Les paysagistes déclarent leur amour au Grand Paris

Mots clés : Aménagement paysager

Les paysagistes concepteurs franciliens sèment leurs idées pour fertiliser la métropole, avec la complicité de l’Atelier international du Grand Paris (AIGP). L’institution a accueilli le 6 juillet la première réunion de synthèse de la cellule Métropole créée voici un an par la Fédération française du paysage Ile de France.

Le sol, le vivant et le temps balisent la piste suivie par les paysagistes concepteurs à la recherche du Grand Paris. Ces thèmes nourrissent depuis un an les échanges de la cellule Métropole Paysage de la délégation francilienne de la Fédération française du paysage (FFP). La première réunion de synthèse a confirmé l’engouement de la profession, le 6 juillet dans les locaux de l’Atelier international du Grand Paris (AIGP). « A chacune de nos réunions qui se tiennent une fois tous les deux mois, nous voyons de nouveaux confrères », s’est réjoui Vincent Cottet, l’une des chevilles ouvrières de la cellule,  en accueillant ses hôtes dans une salle comble.

 

L’appel d’Henri Bava

 

Parmi les récents adeptes, Henri Bava, retenu par ses obligations de directeur du département paysage de la faculté d’architecture de Karlsruhe, a tenu à manifester son soutien par un appel « à rassembler toutes les forces du paysage », en profitant d’un moment favorable : « Le statut désormais encadré par la loi amplifie le poids de notre parole ». Henri Bava appelle ses confrères à conclure une première étape de leur réflexion sous la forme d’une « déclaration » dans laquelle la profession brandirait ses valeurs, en s’appuyant sur les trois thèmes de ses réflexions métropolitaines.

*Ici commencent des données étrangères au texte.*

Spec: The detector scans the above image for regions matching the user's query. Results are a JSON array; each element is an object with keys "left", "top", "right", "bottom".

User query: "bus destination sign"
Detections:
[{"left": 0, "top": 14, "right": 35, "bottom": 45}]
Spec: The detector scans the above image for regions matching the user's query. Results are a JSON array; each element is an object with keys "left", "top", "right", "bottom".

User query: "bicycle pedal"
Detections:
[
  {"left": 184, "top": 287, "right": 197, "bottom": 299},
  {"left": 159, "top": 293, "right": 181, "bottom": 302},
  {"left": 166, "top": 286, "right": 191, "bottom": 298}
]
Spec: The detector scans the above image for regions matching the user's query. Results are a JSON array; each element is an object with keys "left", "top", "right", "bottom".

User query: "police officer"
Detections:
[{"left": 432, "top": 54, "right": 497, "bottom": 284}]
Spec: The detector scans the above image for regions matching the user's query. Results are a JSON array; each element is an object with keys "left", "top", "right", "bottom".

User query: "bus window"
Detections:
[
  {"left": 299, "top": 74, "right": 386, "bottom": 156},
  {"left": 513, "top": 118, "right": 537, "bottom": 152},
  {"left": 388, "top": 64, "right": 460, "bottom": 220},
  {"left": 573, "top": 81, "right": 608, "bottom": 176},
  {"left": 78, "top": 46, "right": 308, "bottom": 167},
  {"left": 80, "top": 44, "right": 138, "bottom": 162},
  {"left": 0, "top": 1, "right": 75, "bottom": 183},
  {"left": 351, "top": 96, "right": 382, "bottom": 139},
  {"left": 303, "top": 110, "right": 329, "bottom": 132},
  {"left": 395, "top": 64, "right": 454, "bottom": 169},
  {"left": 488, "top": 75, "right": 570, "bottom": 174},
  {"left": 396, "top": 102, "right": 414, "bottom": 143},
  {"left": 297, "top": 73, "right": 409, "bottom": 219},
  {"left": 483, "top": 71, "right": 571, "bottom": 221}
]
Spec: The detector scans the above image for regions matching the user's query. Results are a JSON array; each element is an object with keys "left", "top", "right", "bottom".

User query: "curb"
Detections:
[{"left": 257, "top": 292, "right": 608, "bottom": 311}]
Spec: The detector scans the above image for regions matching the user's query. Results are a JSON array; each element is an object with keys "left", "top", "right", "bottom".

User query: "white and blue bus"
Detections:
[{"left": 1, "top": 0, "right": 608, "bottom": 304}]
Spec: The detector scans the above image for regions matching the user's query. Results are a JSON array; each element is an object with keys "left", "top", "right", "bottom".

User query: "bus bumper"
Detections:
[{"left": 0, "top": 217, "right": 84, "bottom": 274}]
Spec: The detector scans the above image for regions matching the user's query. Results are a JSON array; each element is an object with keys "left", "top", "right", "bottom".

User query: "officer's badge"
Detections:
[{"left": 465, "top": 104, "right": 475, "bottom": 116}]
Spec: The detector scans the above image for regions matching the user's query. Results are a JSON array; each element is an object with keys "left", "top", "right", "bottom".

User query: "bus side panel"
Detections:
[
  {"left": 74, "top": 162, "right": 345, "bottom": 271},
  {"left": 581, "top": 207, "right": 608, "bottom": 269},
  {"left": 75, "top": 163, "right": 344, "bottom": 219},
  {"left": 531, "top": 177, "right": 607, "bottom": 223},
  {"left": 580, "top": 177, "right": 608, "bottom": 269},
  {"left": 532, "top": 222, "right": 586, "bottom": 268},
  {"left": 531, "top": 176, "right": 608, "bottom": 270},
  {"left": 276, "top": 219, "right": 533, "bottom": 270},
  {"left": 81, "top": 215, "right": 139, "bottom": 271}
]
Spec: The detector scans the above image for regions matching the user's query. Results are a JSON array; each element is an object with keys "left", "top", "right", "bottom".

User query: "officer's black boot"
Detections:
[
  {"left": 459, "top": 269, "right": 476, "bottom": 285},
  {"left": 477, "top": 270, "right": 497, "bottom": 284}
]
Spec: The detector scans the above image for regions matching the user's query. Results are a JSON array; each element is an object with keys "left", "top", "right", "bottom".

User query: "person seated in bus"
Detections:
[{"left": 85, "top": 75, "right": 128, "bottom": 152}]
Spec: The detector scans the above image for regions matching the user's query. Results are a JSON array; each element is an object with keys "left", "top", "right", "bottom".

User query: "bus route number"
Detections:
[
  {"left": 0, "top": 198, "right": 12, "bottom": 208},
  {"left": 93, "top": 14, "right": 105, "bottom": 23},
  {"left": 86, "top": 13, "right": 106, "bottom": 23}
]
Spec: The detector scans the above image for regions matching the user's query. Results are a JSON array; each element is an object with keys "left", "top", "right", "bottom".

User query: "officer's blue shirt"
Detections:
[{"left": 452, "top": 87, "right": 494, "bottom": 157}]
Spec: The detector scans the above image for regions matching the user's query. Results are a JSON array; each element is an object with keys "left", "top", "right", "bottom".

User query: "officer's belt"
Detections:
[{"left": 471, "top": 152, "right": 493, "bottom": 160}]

« Quelle légitimité détient un syndicat corporatiste pour se saisir de ce sujet et comment les paysagistes peuvent-ils rebondir sur un programme conçu sans eux, et qui aboutit essentiellement à un tunnel » ? Les questions posées par Charles Dard n’ont pas manqué de tonifier le débat et de pousser Michel Péna, ancien président de la FFP, à prendre les accents lyriques qu’il affectionne : « Au moment où les phases opérationnelles approchent, interrogeons-nous sur ce qui va sortir du tunnel. Débattons certes des matériaux et des technologies, mais sans oublier l’essentiel, plus difficile à appréhender mais qui constitue le fonds de notre travail : notre déclaration doit d’abord être une déclaration d’amour au Grand Paris ».

 

Une place à prendre

 

Le président en exercice Jean-Marc Bouillon a facilement saisi la perche tendue par son prédécesseur : « Il serait vain de vouloir singer les architectes pour récupérer une partie des financements du Grand Paris. Soyons d’abord nous-même, puis dialoguons : nous nous renforcerons mutuellement ». L’invitation à la pluridisciplinarité n’est pas tombée dans l’oreille d’une sourde : « Le renouvellement prochain de notre conseil scientifique offre une occasion à saisir pour les représentants de votre profession. Pour penser la métropole, nous avons besoin des paysagistes qui connaissent le temps, le sol et le vivant », encourage Mireille Ferri, directrice de l’AIGP.